A une personne avec laquelle on est en relations d'amitié, on mettra : Bien à vous. A vous de cœur. Je vous serre cordialement la main, etc.

A une personne que l'on connaît peu ou que l'on ne connaît pas Agréez, M...., mes civilités empressées, mes salutations empressées.

A un supérieur: Veuillez, M...., agréer l'expression de mon respect, de mes sentiments respectueux, etc.

4° DU RAPPORT

683. Le rapport est un compte rendu que fait, par écrit, une personne qui a été chargée de vérifier un fait ou de constater un état de choses quelconque.

Les experts en quelque sorte d'art que ce soit, les arbitres, les juges, les médecins, les vétérinaires, les conseillers municipaux, les conseillers généraux, les fonctionnaires de tous ordres, les membres des sociétés littéraires et scientifiques, des sociétés de secours mutuels, etc., sont souvent appelés à rédiger des rapports.

Les deux qualités essentielles que doit posséder le style d'un rapport sont la clarté et la simplicité. Tout ornement purement littéraire doit être formellement banni d'un tel travail.

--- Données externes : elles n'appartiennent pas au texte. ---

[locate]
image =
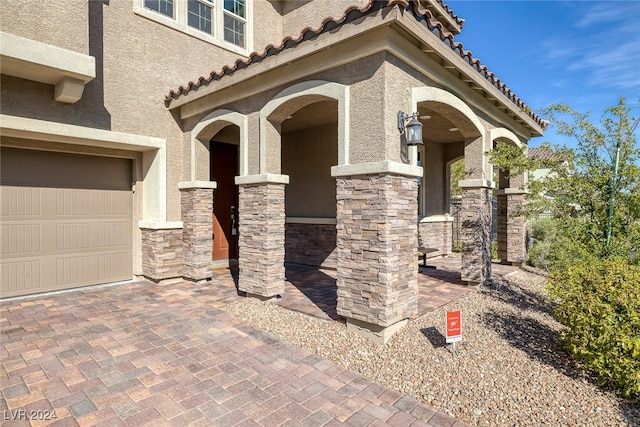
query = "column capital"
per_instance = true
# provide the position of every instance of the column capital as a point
(476, 183)
(263, 178)
(191, 185)
(384, 167)
(509, 191)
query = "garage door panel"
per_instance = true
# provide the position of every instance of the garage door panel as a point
(19, 202)
(59, 237)
(20, 239)
(21, 277)
(72, 202)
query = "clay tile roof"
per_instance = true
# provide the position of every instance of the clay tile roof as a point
(455, 17)
(422, 15)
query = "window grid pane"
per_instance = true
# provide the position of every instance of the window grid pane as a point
(237, 7)
(233, 30)
(199, 16)
(164, 7)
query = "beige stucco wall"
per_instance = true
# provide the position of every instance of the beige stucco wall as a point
(307, 157)
(35, 20)
(137, 62)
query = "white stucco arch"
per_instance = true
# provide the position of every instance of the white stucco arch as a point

Tantôt un rapport n'est qu'un simple exposé de faits ou la description d'un état de choses, auquel cas il ne comporte pas de conclusion; tantôt, au contraire, un rapport se termine par des conclusions. Alors il faut que ces dernières soient motivées, c'est-à-dire que le rapporteur expose les raisons qui l'ont décidé à conclure dans tel sens plutôt que dans tel autre. Et ici une logique rigoureuse est tout à fait indispensable.

684.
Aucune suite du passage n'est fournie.